During this activity, the evaluator models the “base structure”, which we define as the initial set of items from which the rest of the intervention can emerge. Some examples of base structures may include:

• Basic Threat List: threats identified by the organization and the evaluator.
• Risk matrix: Threats mapped with probability of occurrence and potential impact.
• Security objectives: initial objectives of the intervention, such as “securing the organization’s communications” or “protecting the website”.
• List of assets: hardware, software and other resources used by the organization that may be susceptible to being compromised.

Our primary focus has been to use the base structure of the “risk matrix”, as we have found that it works best to identify the priorities of the organization. This step is recommended, but not required.
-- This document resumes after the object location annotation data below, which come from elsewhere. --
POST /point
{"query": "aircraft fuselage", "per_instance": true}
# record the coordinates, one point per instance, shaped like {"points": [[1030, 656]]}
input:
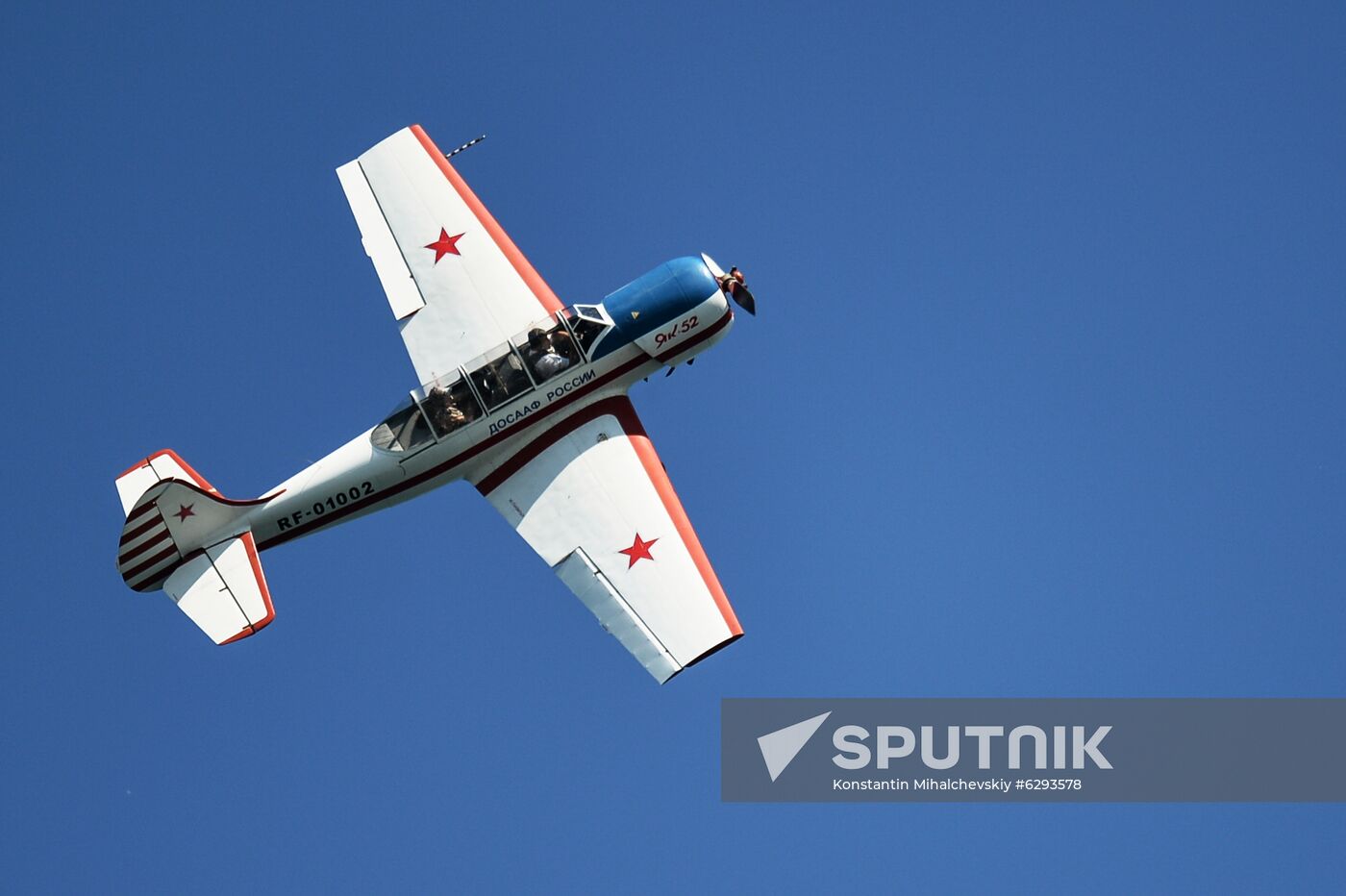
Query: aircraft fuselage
{"points": [[652, 327]]}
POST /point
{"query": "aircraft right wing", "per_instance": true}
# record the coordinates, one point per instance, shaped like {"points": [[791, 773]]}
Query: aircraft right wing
{"points": [[455, 282], [592, 499]]}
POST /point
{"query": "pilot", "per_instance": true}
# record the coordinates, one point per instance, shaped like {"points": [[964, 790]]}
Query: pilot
{"points": [[547, 362], [443, 411], [564, 346]]}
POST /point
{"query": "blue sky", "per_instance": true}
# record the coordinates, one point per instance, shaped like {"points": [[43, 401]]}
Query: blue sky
{"points": [[1045, 398]]}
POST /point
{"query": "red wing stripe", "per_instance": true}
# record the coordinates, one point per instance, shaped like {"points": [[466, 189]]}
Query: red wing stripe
{"points": [[532, 450], [521, 265], [621, 408], [660, 479]]}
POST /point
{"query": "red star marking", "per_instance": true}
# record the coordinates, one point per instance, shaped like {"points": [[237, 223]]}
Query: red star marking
{"points": [[638, 551], [444, 245]]}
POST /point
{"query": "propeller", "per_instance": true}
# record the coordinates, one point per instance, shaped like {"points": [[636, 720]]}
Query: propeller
{"points": [[737, 290]]}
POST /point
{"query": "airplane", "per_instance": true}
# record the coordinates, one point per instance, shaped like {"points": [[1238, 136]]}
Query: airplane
{"points": [[521, 396]]}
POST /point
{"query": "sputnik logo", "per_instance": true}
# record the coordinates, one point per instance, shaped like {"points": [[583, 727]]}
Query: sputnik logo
{"points": [[781, 747]]}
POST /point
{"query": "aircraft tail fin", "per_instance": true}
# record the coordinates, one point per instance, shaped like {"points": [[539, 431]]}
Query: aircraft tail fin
{"points": [[182, 535]]}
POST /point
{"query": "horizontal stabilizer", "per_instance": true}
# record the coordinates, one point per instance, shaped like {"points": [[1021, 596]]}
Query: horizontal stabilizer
{"points": [[224, 591]]}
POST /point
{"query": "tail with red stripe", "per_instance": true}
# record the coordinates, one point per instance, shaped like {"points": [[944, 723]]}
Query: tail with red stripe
{"points": [[184, 535]]}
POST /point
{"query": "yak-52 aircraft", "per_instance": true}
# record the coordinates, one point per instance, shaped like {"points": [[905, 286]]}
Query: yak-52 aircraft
{"points": [[520, 394]]}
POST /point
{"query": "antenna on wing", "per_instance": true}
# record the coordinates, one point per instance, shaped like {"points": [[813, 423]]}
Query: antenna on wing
{"points": [[466, 145]]}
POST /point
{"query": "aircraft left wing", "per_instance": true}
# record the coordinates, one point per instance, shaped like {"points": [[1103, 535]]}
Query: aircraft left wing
{"points": [[592, 499], [455, 282]]}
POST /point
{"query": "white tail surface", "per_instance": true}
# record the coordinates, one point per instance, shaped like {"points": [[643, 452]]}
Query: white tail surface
{"points": [[224, 591]]}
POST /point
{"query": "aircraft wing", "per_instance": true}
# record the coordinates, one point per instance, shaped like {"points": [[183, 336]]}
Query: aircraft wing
{"points": [[455, 282], [592, 499]]}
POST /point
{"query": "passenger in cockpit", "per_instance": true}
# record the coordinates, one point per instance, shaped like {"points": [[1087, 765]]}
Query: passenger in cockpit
{"points": [[441, 411], [542, 357]]}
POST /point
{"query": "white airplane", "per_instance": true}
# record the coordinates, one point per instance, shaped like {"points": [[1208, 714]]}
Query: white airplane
{"points": [[521, 396]]}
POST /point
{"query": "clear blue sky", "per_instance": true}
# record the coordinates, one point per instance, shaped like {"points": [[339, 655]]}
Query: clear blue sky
{"points": [[1046, 398]]}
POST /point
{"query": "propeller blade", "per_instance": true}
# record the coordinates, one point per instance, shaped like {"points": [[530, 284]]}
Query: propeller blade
{"points": [[743, 296]]}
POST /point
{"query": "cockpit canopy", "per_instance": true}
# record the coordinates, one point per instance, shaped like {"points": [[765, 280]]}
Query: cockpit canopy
{"points": [[491, 380]]}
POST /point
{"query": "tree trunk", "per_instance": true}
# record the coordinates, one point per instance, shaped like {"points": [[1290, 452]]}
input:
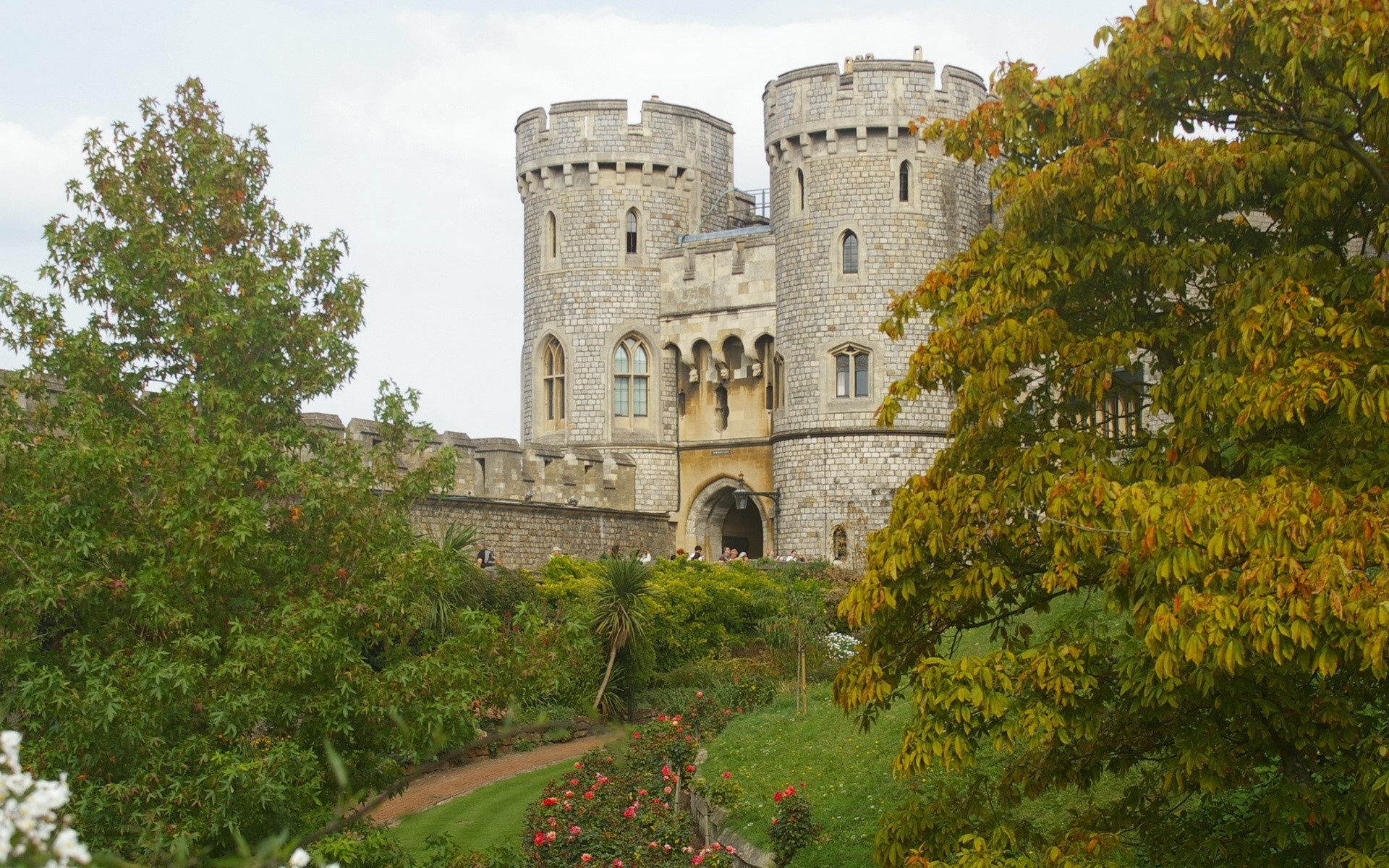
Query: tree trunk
{"points": [[606, 676]]}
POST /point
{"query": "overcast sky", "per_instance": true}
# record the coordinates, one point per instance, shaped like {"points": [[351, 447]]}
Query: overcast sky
{"points": [[394, 122]]}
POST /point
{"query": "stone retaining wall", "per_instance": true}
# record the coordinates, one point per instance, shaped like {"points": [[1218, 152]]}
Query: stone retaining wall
{"points": [[710, 827]]}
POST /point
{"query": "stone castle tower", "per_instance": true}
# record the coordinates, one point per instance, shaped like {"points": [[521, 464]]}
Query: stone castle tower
{"points": [[603, 197], [727, 341], [860, 208]]}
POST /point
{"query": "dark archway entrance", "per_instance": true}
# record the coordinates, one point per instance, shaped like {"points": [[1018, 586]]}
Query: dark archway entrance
{"points": [[714, 521], [742, 529]]}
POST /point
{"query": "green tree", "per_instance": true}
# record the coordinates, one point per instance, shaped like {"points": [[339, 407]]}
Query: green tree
{"points": [[621, 608], [1217, 691], [197, 592]]}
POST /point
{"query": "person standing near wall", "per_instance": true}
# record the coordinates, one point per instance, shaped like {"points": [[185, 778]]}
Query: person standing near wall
{"points": [[486, 558]]}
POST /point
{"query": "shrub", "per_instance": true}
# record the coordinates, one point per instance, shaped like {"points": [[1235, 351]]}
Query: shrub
{"points": [[720, 791], [608, 816], [792, 828]]}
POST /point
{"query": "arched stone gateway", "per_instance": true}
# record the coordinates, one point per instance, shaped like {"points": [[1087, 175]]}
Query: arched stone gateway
{"points": [[715, 521]]}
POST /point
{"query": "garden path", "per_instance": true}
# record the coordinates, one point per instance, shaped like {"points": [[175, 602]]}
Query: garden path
{"points": [[462, 780]]}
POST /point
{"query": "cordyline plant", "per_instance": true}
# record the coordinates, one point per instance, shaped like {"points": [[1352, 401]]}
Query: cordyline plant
{"points": [[1215, 692], [197, 592]]}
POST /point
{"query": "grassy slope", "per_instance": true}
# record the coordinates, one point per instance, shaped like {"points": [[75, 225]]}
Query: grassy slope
{"points": [[846, 774], [849, 773], [489, 816]]}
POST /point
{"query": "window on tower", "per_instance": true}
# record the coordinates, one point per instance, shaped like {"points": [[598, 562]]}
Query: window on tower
{"points": [[553, 367], [851, 371], [631, 378], [851, 253]]}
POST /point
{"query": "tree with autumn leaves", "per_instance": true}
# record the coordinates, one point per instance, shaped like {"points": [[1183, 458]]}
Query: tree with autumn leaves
{"points": [[1192, 226]]}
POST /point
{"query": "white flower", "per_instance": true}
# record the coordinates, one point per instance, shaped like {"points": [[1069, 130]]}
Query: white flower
{"points": [[30, 822]]}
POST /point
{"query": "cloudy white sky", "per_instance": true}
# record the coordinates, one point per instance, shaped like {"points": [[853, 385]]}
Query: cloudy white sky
{"points": [[394, 122]]}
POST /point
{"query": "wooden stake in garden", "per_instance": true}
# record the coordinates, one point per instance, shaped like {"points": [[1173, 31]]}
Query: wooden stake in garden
{"points": [[803, 623]]}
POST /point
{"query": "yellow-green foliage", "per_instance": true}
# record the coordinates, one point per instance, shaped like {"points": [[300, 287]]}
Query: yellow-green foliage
{"points": [[699, 610], [1235, 286]]}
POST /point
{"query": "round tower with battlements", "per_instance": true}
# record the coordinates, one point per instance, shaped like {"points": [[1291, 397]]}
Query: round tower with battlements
{"points": [[603, 197], [862, 208]]}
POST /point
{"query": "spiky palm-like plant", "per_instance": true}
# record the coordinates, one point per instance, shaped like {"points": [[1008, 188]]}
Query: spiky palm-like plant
{"points": [[621, 608]]}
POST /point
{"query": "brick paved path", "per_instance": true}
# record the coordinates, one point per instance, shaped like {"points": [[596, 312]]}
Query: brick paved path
{"points": [[462, 780]]}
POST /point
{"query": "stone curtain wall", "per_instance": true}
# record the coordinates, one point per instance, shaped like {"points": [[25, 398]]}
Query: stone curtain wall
{"points": [[848, 481], [522, 534]]}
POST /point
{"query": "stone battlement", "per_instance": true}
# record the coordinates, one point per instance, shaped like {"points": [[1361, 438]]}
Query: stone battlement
{"points": [[501, 469], [866, 98], [592, 137]]}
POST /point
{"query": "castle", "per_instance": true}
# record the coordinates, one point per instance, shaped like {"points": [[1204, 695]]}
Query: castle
{"points": [[702, 365], [713, 335]]}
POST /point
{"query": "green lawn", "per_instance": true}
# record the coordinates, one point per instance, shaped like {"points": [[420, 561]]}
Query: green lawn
{"points": [[848, 774], [489, 816]]}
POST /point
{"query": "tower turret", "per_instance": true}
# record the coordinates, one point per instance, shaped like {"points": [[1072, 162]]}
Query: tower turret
{"points": [[860, 208], [603, 197]]}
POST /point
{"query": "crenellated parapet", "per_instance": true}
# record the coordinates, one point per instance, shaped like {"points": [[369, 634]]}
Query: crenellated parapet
{"points": [[831, 110], [590, 142], [501, 469]]}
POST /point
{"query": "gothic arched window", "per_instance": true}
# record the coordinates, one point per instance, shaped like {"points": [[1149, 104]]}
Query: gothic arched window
{"points": [[631, 374], [553, 356], [839, 543], [851, 373], [851, 253]]}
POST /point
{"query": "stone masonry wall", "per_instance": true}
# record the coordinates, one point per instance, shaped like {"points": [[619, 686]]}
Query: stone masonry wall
{"points": [[587, 166], [522, 534], [844, 481], [836, 142]]}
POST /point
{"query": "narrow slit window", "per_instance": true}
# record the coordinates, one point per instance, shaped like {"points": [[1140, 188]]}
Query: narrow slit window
{"points": [[851, 253], [553, 382]]}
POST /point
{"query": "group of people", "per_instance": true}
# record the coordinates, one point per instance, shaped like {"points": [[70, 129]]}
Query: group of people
{"points": [[488, 558]]}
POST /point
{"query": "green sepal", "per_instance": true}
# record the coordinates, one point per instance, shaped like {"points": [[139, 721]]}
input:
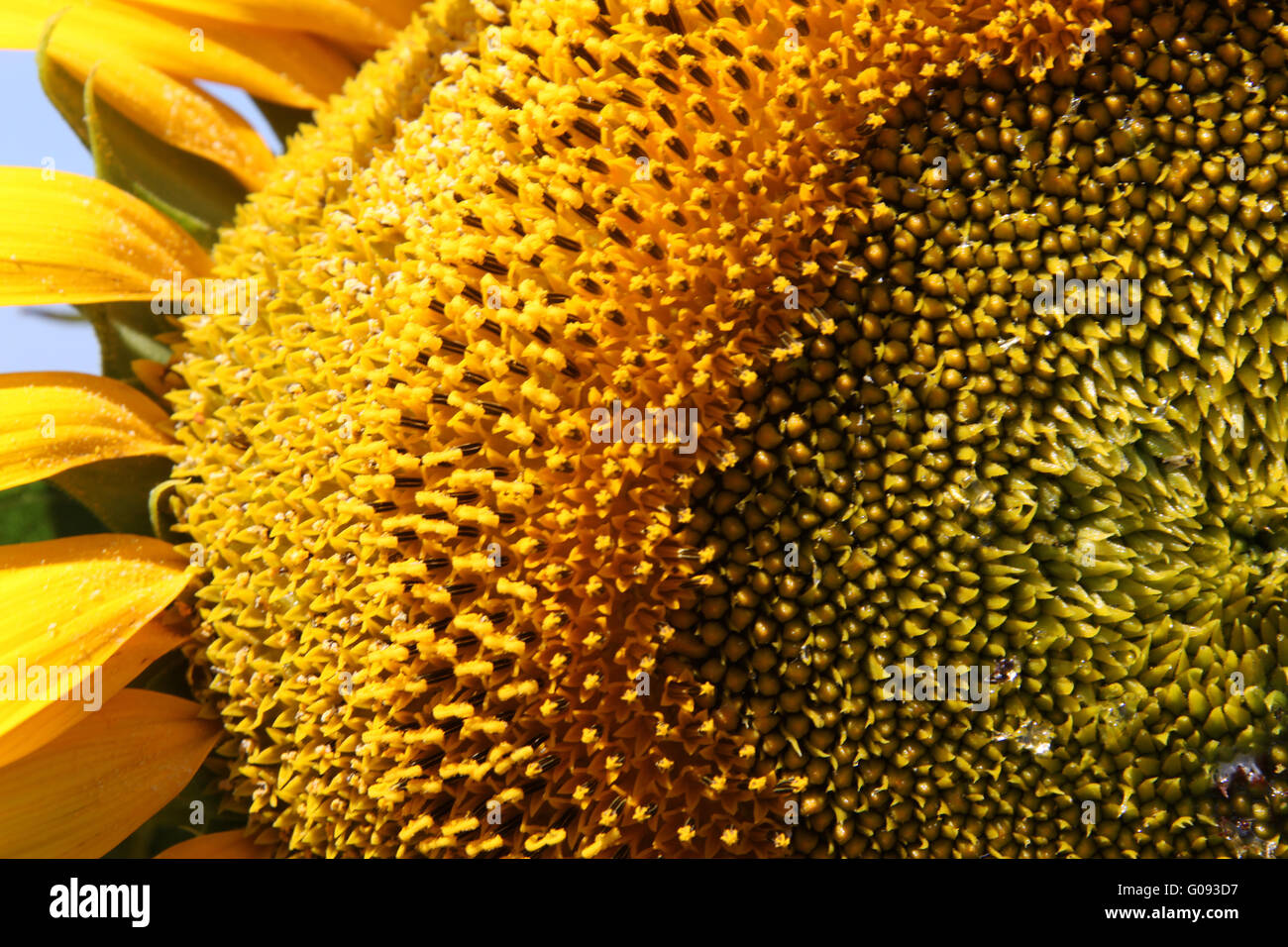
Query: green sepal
{"points": [[127, 331], [37, 512], [196, 193], [60, 88], [282, 119], [117, 491]]}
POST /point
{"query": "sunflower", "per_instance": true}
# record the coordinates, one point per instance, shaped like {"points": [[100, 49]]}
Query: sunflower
{"points": [[351, 431]]}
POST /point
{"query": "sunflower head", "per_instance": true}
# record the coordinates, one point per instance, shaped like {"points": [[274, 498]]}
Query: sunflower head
{"points": [[969, 548]]}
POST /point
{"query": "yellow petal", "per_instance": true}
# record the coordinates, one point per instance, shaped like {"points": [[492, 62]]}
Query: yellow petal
{"points": [[84, 792], [334, 18], [287, 67], [78, 240], [180, 114], [231, 844], [54, 420], [73, 603], [53, 718]]}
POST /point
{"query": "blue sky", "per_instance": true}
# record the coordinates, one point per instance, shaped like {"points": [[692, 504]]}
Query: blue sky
{"points": [[37, 132]]}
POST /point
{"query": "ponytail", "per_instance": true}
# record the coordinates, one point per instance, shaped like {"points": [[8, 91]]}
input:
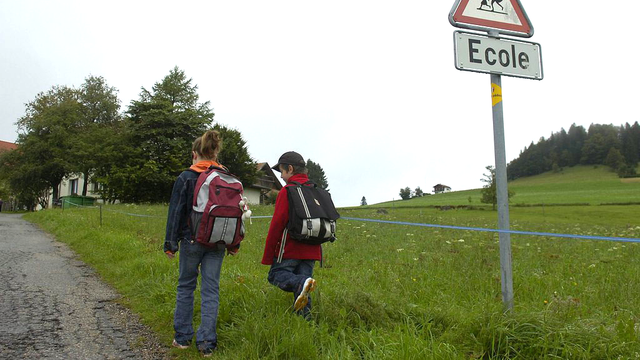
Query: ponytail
{"points": [[210, 145]]}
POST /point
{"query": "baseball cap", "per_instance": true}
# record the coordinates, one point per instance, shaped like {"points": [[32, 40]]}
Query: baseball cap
{"points": [[290, 158]]}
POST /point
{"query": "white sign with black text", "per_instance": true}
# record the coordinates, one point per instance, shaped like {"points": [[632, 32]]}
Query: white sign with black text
{"points": [[492, 55]]}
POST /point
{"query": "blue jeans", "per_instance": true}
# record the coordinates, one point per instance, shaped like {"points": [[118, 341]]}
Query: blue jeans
{"points": [[290, 275], [192, 255]]}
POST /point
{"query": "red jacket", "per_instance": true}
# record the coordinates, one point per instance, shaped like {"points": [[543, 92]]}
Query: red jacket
{"points": [[292, 249]]}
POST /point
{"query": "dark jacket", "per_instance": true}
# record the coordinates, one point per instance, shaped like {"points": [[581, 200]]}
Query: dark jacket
{"points": [[292, 249], [180, 207]]}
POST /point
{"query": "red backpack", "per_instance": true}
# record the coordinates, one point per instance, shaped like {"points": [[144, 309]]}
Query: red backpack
{"points": [[216, 219]]}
During this step, activities are carried out in order to collect information from the organization. These may include in-depth interviews with area coordinators, additional data / asset / adversary mapping, and technical scans. The results of these activities are documented and serve as input for the next step. This step is recommended, but not required.

From the modeling of the base structure and the execution of evaluation activities, a series of vulnerabilities can be obtained. During this step, they are specified, referenced, and linked to the activities that generated them and the related core structure elements (such as threats / risks). This step is recommended, but not required.

During this step, the evaluator develops a series of suggested actions for the organization to take to increase its security. They can be very specific (“update plugin x on website”) or very vague (“Write and implement a security policy regarding X”), depending on the style of the tester and the nature of the organization. This step is mandatory. Security interventions can be performed without recommendations, but our position is that the goal should always be to have an impact on the security of the organization and recommendations are one of the best ways to achieve this.

During this step the evaluator orders and prioritizes the recommendations from step 5 in a manner consistent with predefined criteria such as impact, ease of implementation, organizational objectives, and personal preference. This step is recommended, but not required.

During this step the document or documents to be delivered to the organization are developed. Options such as the number of reports, the target audiences and the information to include are made here. This step is mandatory, as a report is the main way of communicating the results of an assessment. This does not preclude questioning, oral presentations, or other ways of transmitting information.